The Painter and the Camera
In The Annotated Mona Lisa, Carol Strickland positions her chapter on the French Impressionists immediately after a section in early photography. While she doesn’t discuss the influence of photography on the Impressionists in particular, several recent museum exhibits have done just that, arguing for “the crucial role of early photography in inspiring [not only] Impressionist iconography, but also, and more emphatically, Impressionist style and particularly its strategies of asymmetry, cropping and the blurring of motion” (source).
Reading:
- Strickland, pp 92-96, 99-103, 106, 108.
- Elena Martinique, “How Did Photography Influence The Impressionists?” (link).
Viewing 1, some representative Impressionists:
- Édouard Manet, Olympia (1863)
- Édouard Manet, Un bar aux Folies Bergère (1882)
- Edgar Degas, The Dance Class (1874)
- Mary Cassatt, Young Mother Sewing (1893)

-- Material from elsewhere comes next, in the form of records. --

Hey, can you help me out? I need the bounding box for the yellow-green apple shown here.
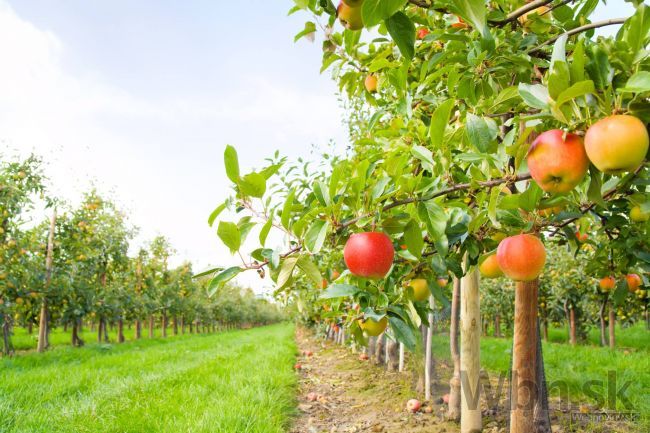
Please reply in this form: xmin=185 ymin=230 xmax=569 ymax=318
xmin=478 ymin=254 xmax=503 ymax=278
xmin=630 ymin=206 xmax=650 ymax=223
xmin=527 ymin=129 xmax=589 ymax=193
xmin=598 ymin=276 xmax=616 ymax=292
xmin=336 ymin=1 xmax=363 ymax=30
xmin=359 ymin=316 xmax=388 ymax=337
xmin=343 ymin=232 xmax=395 ymax=279
xmin=625 ymin=274 xmax=642 ymax=293
xmin=497 ymin=234 xmax=546 ymax=281
xmin=585 ymin=114 xmax=650 ymax=174
xmin=409 ymin=278 xmax=431 ymax=301
xmin=363 ymin=74 xmax=377 ymax=93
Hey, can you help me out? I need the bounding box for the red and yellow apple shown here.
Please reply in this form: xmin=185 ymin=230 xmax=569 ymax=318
xmin=625 ymin=274 xmax=643 ymax=293
xmin=598 ymin=276 xmax=616 ymax=292
xmin=497 ymin=234 xmax=546 ymax=281
xmin=336 ymin=1 xmax=363 ymax=30
xmin=343 ymin=232 xmax=395 ymax=279
xmin=478 ymin=254 xmax=503 ymax=278
xmin=409 ymin=278 xmax=431 ymax=301
xmin=359 ymin=316 xmax=388 ymax=337
xmin=363 ymin=74 xmax=377 ymax=93
xmin=585 ymin=114 xmax=650 ymax=174
xmin=527 ymin=129 xmax=589 ymax=193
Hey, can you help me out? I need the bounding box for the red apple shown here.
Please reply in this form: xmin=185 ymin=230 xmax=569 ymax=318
xmin=497 ymin=234 xmax=546 ymax=281
xmin=478 ymin=254 xmax=503 ymax=278
xmin=527 ymin=129 xmax=589 ymax=193
xmin=625 ymin=274 xmax=643 ymax=293
xmin=343 ymin=232 xmax=395 ymax=279
xmin=598 ymin=276 xmax=616 ymax=292
xmin=585 ymin=114 xmax=649 ymax=173
xmin=406 ymin=398 xmax=422 ymax=413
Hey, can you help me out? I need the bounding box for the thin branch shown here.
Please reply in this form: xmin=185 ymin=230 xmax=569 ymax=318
xmin=337 ymin=173 xmax=531 ymax=232
xmin=528 ymin=18 xmax=627 ymax=54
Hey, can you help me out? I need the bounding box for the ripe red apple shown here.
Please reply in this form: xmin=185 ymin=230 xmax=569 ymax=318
xmin=625 ymin=274 xmax=643 ymax=293
xmin=358 ymin=316 xmax=388 ymax=337
xmin=406 ymin=398 xmax=422 ymax=413
xmin=336 ymin=1 xmax=363 ymax=30
xmin=598 ymin=276 xmax=616 ymax=292
xmin=409 ymin=278 xmax=431 ymax=301
xmin=343 ymin=232 xmax=395 ymax=279
xmin=363 ymin=74 xmax=377 ymax=93
xmin=478 ymin=254 xmax=503 ymax=278
xmin=585 ymin=114 xmax=649 ymax=173
xmin=630 ymin=206 xmax=650 ymax=223
xmin=497 ymin=234 xmax=546 ymax=281
xmin=527 ymin=129 xmax=589 ymax=193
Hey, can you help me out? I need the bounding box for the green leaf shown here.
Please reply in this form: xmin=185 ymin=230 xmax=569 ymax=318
xmin=217 ymin=221 xmax=241 ymax=253
xmin=296 ymin=254 xmax=323 ymax=287
xmin=404 ymin=219 xmax=424 ymax=257
xmin=429 ymin=99 xmax=456 ymax=149
xmin=320 ymin=284 xmax=360 ymax=299
xmin=388 ymin=315 xmax=417 ymax=350
xmin=239 ymin=173 xmax=266 ymax=198
xmin=208 ymin=266 xmax=243 ymax=297
xmin=361 ymin=0 xmax=406 ymax=27
xmin=208 ymin=203 xmax=226 ymax=227
xmin=386 ymin=12 xmax=415 ymax=60
xmin=305 ymin=220 xmax=330 ymax=254
xmin=280 ymin=189 xmax=296 ymax=230
xmin=556 ymin=80 xmax=596 ymax=107
xmin=465 ymin=113 xmax=492 ymax=153
xmin=618 ymin=71 xmax=650 ymax=93
xmin=276 ymin=257 xmax=298 ymax=291
xmin=260 ymin=218 xmax=273 ymax=246
xmin=519 ymin=83 xmax=550 ymax=110
xmin=293 ymin=21 xmax=316 ymax=42
xmin=223 ymin=145 xmax=239 ymax=183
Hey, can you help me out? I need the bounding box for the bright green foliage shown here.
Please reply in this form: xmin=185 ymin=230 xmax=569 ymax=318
xmin=0 ymin=325 xmax=296 ymax=433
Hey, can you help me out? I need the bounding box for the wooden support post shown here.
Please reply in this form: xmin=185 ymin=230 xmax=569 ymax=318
xmin=460 ymin=267 xmax=482 ymax=433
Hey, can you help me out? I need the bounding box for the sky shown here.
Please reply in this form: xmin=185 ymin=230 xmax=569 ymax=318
xmin=0 ymin=0 xmax=632 ymax=291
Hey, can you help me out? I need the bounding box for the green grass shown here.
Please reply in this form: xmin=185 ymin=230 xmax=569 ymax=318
xmin=434 ymin=326 xmax=650 ymax=423
xmin=0 ymin=324 xmax=297 ymax=433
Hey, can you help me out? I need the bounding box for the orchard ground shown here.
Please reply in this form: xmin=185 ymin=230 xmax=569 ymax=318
xmin=0 ymin=324 xmax=650 ymax=433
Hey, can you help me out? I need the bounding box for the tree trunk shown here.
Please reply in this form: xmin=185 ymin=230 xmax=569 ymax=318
xmin=460 ymin=267 xmax=483 ymax=433
xmin=117 ymin=319 xmax=124 ymax=343
xmin=569 ymin=308 xmax=578 ymax=346
xmin=447 ymin=277 xmax=460 ymax=421
xmin=598 ymin=295 xmax=607 ymax=347
xmin=510 ymin=279 xmax=548 ymax=433
xmin=424 ymin=295 xmax=435 ymax=401
xmin=149 ymin=314 xmax=156 ymax=338
xmin=609 ymin=305 xmax=616 ymax=349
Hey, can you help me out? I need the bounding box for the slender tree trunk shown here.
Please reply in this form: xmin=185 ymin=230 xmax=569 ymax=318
xmin=117 ymin=318 xmax=124 ymax=343
xmin=609 ymin=305 xmax=616 ymax=349
xmin=460 ymin=267 xmax=483 ymax=433
xmin=149 ymin=314 xmax=156 ymax=338
xmin=447 ymin=277 xmax=461 ymax=421
xmin=598 ymin=296 xmax=607 ymax=347
xmin=424 ymin=296 xmax=434 ymax=401
xmin=569 ymin=308 xmax=578 ymax=346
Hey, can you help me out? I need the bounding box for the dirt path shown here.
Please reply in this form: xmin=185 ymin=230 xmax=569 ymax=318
xmin=291 ymin=331 xmax=458 ymax=433
xmin=291 ymin=329 xmax=640 ymax=433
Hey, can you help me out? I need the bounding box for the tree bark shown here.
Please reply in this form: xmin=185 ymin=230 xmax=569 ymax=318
xmin=460 ymin=267 xmax=483 ymax=433
xmin=609 ymin=305 xmax=616 ymax=349
xmin=447 ymin=277 xmax=460 ymax=421
xmin=510 ymin=280 xmax=540 ymax=433
xmin=117 ymin=319 xmax=124 ymax=343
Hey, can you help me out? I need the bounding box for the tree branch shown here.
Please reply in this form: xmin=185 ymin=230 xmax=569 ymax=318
xmin=528 ymin=18 xmax=627 ymax=54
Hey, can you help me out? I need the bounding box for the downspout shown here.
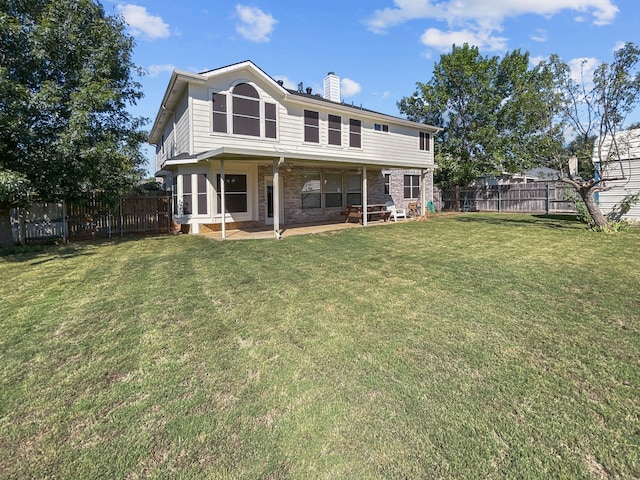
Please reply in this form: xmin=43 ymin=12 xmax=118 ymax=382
xmin=220 ymin=159 xmax=227 ymax=240
xmin=273 ymin=157 xmax=284 ymax=240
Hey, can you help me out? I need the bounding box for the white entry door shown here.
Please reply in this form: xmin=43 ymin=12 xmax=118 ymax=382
xmin=265 ymin=175 xmax=284 ymax=225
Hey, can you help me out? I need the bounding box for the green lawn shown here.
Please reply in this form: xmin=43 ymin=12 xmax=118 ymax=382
xmin=0 ymin=214 xmax=640 ymax=479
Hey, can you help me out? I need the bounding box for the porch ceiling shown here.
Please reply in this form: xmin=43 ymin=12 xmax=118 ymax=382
xmin=188 ymin=147 xmax=433 ymax=169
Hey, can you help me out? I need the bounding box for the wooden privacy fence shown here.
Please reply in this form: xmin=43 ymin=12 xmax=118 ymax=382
xmin=11 ymin=194 xmax=171 ymax=243
xmin=434 ymin=182 xmax=576 ymax=214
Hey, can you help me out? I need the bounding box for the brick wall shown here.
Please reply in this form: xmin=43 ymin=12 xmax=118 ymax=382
xmin=258 ymin=166 xmax=433 ymax=225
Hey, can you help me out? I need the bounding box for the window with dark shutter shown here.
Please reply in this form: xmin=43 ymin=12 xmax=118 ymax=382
xmin=420 ymin=132 xmax=430 ymax=151
xmin=264 ymin=103 xmax=278 ymax=138
xmin=349 ymin=119 xmax=362 ymax=148
xmin=232 ymin=83 xmax=260 ymax=137
xmin=304 ymin=110 xmax=320 ymax=143
xmin=329 ymin=115 xmax=342 ymax=145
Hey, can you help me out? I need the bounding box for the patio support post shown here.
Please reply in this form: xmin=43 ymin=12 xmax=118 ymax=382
xmin=362 ymin=167 xmax=369 ymax=227
xmin=220 ymin=159 xmax=227 ymax=240
xmin=62 ymin=200 xmax=69 ymax=243
xmin=273 ymin=157 xmax=284 ymax=240
xmin=420 ymin=169 xmax=428 ymax=217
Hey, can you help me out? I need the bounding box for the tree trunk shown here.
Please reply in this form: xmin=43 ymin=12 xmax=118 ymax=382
xmin=0 ymin=207 xmax=16 ymax=247
xmin=578 ymin=186 xmax=609 ymax=227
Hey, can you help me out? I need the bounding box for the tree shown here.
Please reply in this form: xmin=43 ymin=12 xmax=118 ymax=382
xmin=0 ymin=0 xmax=146 ymax=246
xmin=545 ymin=43 xmax=640 ymax=230
xmin=398 ymin=44 xmax=553 ymax=187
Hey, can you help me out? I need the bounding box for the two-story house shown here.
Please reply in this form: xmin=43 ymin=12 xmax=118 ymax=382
xmin=149 ymin=61 xmax=438 ymax=238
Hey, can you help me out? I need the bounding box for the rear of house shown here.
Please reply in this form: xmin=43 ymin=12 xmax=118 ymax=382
xmin=593 ymin=129 xmax=640 ymax=222
xmin=149 ymin=61 xmax=438 ymax=237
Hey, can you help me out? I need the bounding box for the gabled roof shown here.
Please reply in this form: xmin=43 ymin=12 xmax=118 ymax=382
xmin=149 ymin=60 xmax=442 ymax=145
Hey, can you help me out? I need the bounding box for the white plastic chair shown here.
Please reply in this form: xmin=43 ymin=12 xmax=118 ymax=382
xmin=385 ymin=202 xmax=407 ymax=222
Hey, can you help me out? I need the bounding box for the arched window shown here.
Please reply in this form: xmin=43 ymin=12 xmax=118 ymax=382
xmin=232 ymin=83 xmax=260 ymax=137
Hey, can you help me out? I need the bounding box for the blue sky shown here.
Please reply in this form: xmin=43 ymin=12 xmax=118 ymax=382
xmin=103 ymin=0 xmax=640 ymax=174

Viewing 2, a close study of Claude Monet’s Houses of Parliament (1899-1904):
Writing: Respond to ONE of the following prompts. Keep your response short, posting as a reply under the appropriate heading in the comments section:
- Point to a stylistic or thematic pattern you see in some or all of these paintings.
- Point to a striking detail in one particular painting.
- Point to a painting that strikes you as betraying the influence of photography’s “way of seeing.”